Drifting deeper CC says he finds himself surrounded by huge amberjack fish who circle him like a wagon train! He says the biggest one was a fifty-pounder and I believe him because he took a picture!
Spiny lobsters, queen angelfish, spotfin butterfly fish, chromis, squirrelfish and even a purple and gold damsel fish (the LSU fish) swim around in the pilings where CC almost forgets he is under an oil rig.

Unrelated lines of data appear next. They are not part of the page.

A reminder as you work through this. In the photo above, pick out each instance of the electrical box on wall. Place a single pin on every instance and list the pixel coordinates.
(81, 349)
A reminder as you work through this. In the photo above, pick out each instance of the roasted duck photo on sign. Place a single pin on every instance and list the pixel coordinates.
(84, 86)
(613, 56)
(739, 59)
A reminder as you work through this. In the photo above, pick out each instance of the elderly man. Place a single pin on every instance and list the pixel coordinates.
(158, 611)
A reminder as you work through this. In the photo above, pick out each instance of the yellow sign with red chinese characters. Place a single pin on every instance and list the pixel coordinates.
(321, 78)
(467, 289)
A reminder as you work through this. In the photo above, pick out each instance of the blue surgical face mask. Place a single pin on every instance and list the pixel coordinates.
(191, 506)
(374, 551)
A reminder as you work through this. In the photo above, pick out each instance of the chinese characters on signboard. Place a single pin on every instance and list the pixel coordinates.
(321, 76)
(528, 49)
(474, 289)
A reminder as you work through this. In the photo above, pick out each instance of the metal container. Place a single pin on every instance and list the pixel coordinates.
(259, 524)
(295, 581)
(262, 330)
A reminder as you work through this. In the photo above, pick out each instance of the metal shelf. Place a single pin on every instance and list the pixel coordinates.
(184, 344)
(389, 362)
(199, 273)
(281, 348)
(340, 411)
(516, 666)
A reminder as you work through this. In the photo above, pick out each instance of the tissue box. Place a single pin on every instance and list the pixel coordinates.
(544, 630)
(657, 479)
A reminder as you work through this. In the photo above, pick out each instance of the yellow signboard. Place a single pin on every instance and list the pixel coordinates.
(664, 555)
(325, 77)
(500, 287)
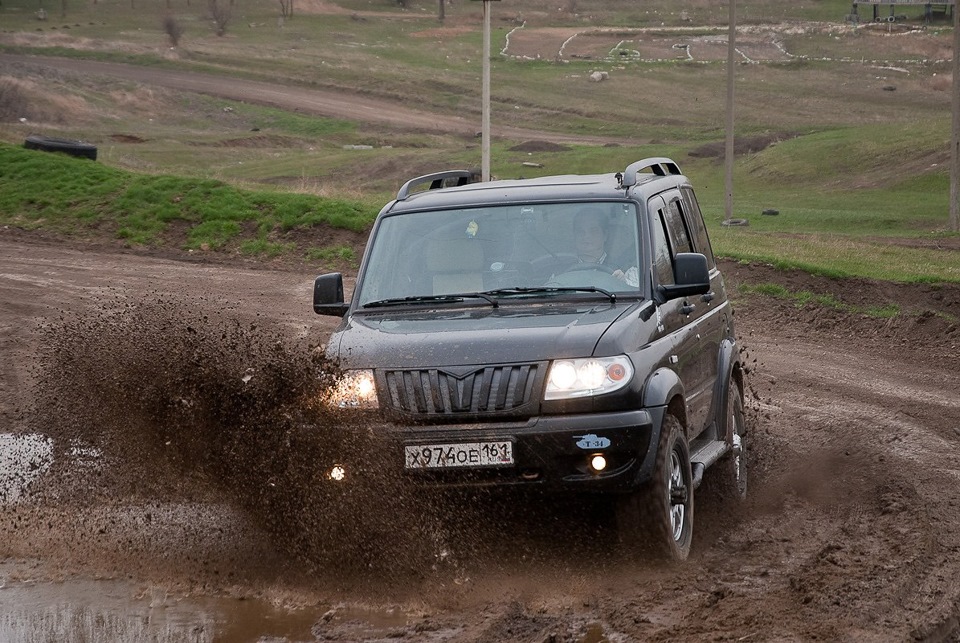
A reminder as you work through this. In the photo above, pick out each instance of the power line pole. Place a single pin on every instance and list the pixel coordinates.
(955, 138)
(485, 107)
(485, 126)
(728, 156)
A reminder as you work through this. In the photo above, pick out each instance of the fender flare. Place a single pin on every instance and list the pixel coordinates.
(727, 368)
(661, 387)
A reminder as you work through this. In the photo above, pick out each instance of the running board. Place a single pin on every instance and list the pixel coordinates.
(703, 453)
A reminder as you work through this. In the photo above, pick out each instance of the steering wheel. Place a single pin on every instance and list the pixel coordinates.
(591, 266)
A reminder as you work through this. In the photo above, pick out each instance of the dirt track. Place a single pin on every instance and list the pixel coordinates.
(330, 102)
(852, 531)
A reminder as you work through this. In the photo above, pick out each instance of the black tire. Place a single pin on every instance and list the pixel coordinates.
(658, 518)
(64, 145)
(731, 470)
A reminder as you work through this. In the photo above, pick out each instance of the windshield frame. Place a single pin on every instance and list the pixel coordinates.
(501, 243)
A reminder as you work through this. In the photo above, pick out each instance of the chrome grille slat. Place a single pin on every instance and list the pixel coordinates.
(490, 389)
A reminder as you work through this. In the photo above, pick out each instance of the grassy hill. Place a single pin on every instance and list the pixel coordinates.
(842, 128)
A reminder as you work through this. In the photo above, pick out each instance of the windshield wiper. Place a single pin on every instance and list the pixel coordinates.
(418, 299)
(522, 290)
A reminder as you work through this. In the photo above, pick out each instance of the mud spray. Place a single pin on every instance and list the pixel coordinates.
(160, 406)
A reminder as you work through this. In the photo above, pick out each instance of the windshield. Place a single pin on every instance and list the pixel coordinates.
(529, 249)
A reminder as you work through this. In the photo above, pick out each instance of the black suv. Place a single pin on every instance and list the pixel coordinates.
(567, 333)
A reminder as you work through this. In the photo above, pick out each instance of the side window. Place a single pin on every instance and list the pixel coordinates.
(677, 228)
(662, 259)
(697, 227)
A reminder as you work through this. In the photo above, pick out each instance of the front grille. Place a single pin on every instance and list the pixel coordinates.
(490, 389)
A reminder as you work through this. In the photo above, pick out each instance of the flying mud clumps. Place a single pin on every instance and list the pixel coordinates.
(177, 401)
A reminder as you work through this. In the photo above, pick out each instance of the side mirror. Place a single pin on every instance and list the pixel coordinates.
(328, 295)
(691, 275)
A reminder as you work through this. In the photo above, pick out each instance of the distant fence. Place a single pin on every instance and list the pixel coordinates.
(930, 8)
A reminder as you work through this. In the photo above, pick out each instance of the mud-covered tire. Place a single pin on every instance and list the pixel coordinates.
(64, 145)
(657, 520)
(731, 470)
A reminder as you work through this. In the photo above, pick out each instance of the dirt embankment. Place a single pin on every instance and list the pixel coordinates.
(197, 372)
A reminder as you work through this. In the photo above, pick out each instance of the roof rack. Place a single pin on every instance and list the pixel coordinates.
(436, 181)
(659, 166)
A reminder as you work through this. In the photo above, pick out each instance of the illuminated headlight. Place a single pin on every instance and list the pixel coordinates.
(589, 376)
(355, 389)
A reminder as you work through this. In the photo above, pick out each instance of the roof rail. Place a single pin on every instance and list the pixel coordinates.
(660, 166)
(436, 181)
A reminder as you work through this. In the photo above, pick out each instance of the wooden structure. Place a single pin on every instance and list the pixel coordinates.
(931, 9)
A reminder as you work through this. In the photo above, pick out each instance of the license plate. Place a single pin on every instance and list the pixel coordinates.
(471, 454)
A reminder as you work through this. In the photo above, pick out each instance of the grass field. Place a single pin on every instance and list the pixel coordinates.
(846, 134)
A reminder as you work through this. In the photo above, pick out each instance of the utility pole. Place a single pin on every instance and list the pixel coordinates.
(955, 138)
(485, 128)
(728, 156)
(485, 108)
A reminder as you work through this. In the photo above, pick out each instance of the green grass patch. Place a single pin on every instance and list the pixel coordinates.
(804, 298)
(332, 255)
(39, 189)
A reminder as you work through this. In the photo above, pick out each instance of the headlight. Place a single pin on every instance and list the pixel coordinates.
(588, 376)
(354, 389)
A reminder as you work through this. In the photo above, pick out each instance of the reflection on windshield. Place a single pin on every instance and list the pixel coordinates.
(556, 246)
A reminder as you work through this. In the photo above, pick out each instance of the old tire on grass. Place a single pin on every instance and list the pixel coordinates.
(64, 145)
(658, 517)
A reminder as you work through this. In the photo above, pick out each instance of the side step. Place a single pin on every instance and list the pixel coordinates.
(703, 453)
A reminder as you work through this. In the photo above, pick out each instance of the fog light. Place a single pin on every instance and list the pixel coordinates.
(598, 463)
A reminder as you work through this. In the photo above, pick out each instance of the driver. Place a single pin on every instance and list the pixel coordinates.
(590, 232)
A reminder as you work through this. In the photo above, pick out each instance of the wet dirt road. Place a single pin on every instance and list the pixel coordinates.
(143, 496)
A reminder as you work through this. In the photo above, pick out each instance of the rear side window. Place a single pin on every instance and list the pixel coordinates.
(696, 225)
(662, 259)
(677, 228)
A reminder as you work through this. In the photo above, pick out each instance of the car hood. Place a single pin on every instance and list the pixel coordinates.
(476, 335)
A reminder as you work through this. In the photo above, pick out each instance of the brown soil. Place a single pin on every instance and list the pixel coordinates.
(851, 532)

His favorite is the tiny freckled blenny that is one inch long and lives in a dead barnacle! The biggest fish he saw on this dive were three monster jewfish, or “big groupers.” They reminded CC of Volkswagens! As CC tells it, “ A couple of two-hundred pounders were next to a big grouper longer than I am and weighing at least six-hundred pounds. It could have swallowed me but I took my chances and swam up to pet him. This one did not like my company and turned to swim away. The force from his tail’s swish pushed me back four feet and knocked my mask up on my forehead!” By the way, CC says all big jewfish and groupers are males; the females turn into males when they reach a certain size!!!! Just imagine that!
CC has many tales to tell of sharks, sea turtles, manta rays, tarpons, and other spectacular sea creatures that travel our Louisiana Gulf waters. I love listening to CC’s underwater adventures, but you will not catch me below an oil rig any time soon! That’s all for now.
Your teller of “tails”…………Annie the M.U.T.T. of the marsh.